Even as she announced her resignation as Green Party co-leader, Metiria Turei failed to make the tiniest concession to her having screwed up - at all.
Not back in the 1990s when she rorted the welfare system, not on July 16 when she decided to make it a strategic campaigning point, not in the interviews that followed when she said she would pay it back- if they asked, not in the weeks following when she provided moral justification to similar offenders today, not last week when she declared she would not take a ministerial job that she was never going to get anyway, and not yesterday when she caused two of her caucus colleagues to walk away.
At no point has she conceded she did the wrong thing, not even politically, not for a second.
At no point did she think about the damage she would be doing to Labour or the Greens relationship with Labour.
And that lack of self-doubt has led to slow-motion kamikaze mission of a politician, destroying herself and wounding her party.
Turei's supporters had no sense of how their adulation of her attitude serving to divide the country as much as her party.

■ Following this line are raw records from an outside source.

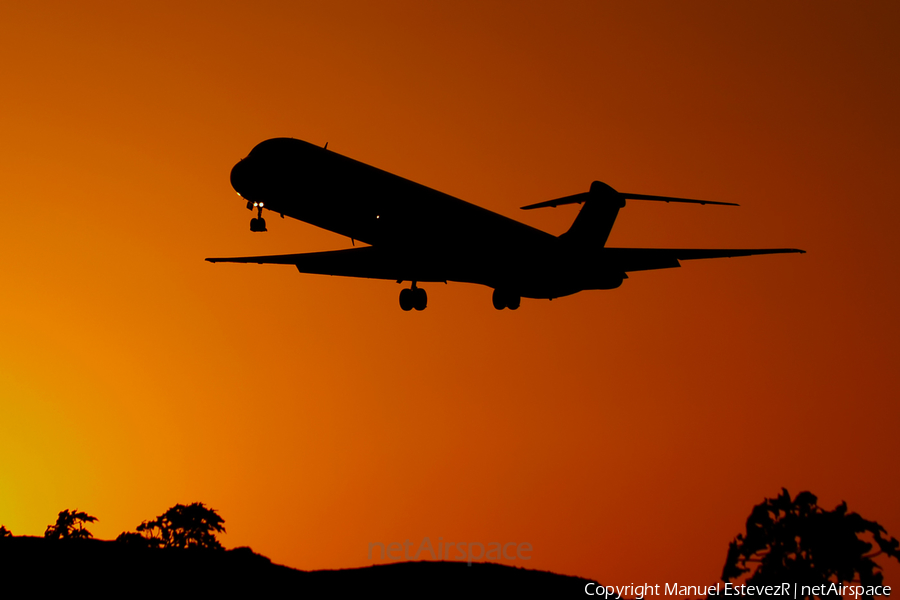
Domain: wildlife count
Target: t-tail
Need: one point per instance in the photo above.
(601, 207)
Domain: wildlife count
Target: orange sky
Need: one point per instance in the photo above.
(625, 434)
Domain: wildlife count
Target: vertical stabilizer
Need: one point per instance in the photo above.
(596, 217)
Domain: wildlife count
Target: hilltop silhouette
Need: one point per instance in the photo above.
(114, 567)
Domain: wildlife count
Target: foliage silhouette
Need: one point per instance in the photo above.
(70, 525)
(191, 526)
(800, 542)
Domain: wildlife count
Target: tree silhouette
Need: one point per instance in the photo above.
(70, 526)
(191, 526)
(797, 541)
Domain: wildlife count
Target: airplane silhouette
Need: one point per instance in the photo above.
(418, 234)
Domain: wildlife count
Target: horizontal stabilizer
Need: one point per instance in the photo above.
(584, 196)
(645, 259)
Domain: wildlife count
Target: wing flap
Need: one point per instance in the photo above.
(368, 262)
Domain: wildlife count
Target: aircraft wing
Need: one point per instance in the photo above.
(367, 262)
(645, 259)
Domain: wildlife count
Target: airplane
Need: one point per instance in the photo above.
(419, 235)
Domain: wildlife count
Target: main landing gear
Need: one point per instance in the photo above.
(413, 297)
(503, 299)
(257, 224)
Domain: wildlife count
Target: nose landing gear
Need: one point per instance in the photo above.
(503, 299)
(257, 224)
(413, 298)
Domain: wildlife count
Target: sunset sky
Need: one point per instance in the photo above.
(625, 434)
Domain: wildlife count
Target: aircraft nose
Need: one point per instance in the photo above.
(240, 179)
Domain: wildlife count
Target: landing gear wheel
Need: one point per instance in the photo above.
(420, 298)
(502, 299)
(257, 224)
(499, 300)
(407, 299)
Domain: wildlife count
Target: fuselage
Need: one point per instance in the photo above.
(440, 237)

It was a shocking display of being unable to see what damage they were doing.
It should perhaps not have been surprising she failed to cite two really bad polls today in her decision, which was a complete U-turn on her assurances yesterday she would be toughing it out.

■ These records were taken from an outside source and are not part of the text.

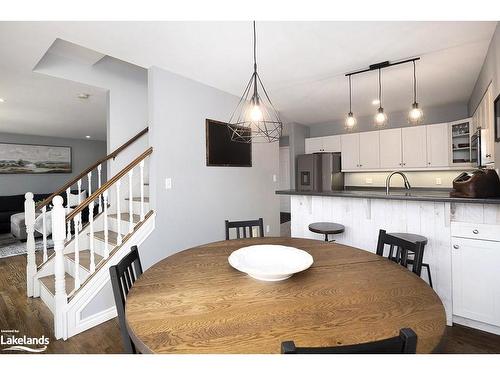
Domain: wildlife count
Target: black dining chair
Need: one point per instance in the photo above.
(400, 249)
(405, 343)
(123, 276)
(244, 226)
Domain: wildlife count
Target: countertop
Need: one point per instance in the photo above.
(414, 194)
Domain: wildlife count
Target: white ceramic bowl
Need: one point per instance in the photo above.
(270, 262)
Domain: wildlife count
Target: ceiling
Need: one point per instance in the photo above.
(302, 64)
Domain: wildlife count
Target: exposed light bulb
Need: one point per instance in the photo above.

The Greens have plunged from 15 per cent to 8 per cent in a private UMR poll leaked to the Herald and from 13 to 8.3 in the Reid Research poll on Newshub.
That leaves any number of others to blame, but chiefly it will be the media.

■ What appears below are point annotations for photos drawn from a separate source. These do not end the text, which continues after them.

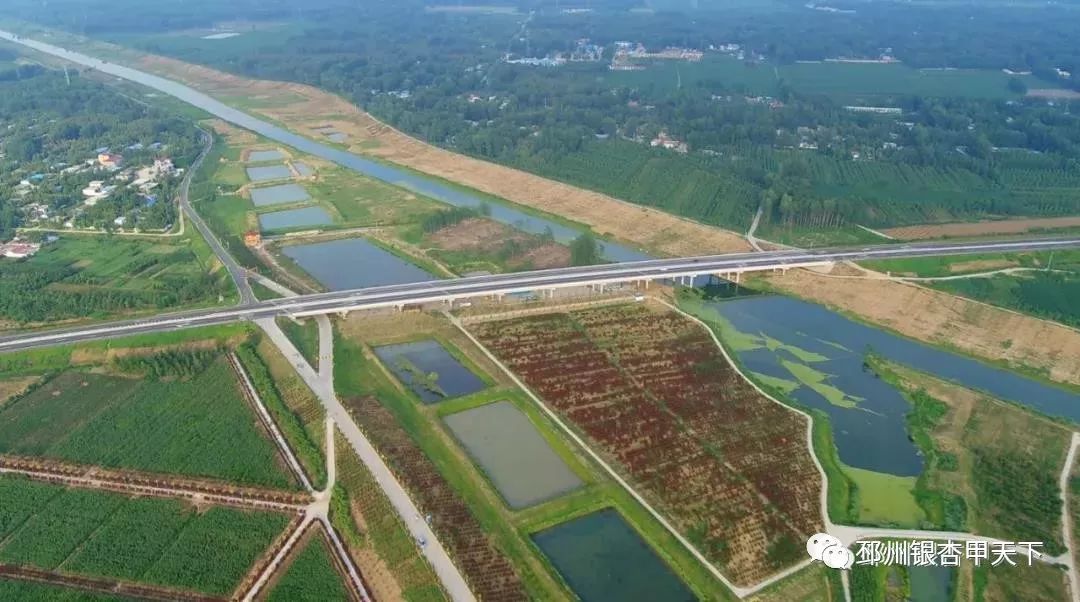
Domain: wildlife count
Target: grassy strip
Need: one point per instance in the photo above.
(599, 491)
(291, 423)
(1039, 375)
(944, 509)
(485, 506)
(305, 336)
(50, 359)
(311, 576)
(262, 292)
(842, 494)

It was continuing to ask intrusive questions about her living arrangements at the time she was making false declarations to social welfare about the make-up of her household and apparently to the Electoral Office on her address.
One of my colleagues spent several hours buried in the National Library this week trying to track down her flatmates from that time.
But it is unedifying of individual media outlets to try to claim "credit" for a political scalp as Newshub did tonight.
Turei can take all the credit for herself. Beside the way she handled her confession, she caused the leadership change in Labour, and Jacinda Ardern's popularity has seen the Greens heading south.
Turei has done finally done the right thing in the interests of her party.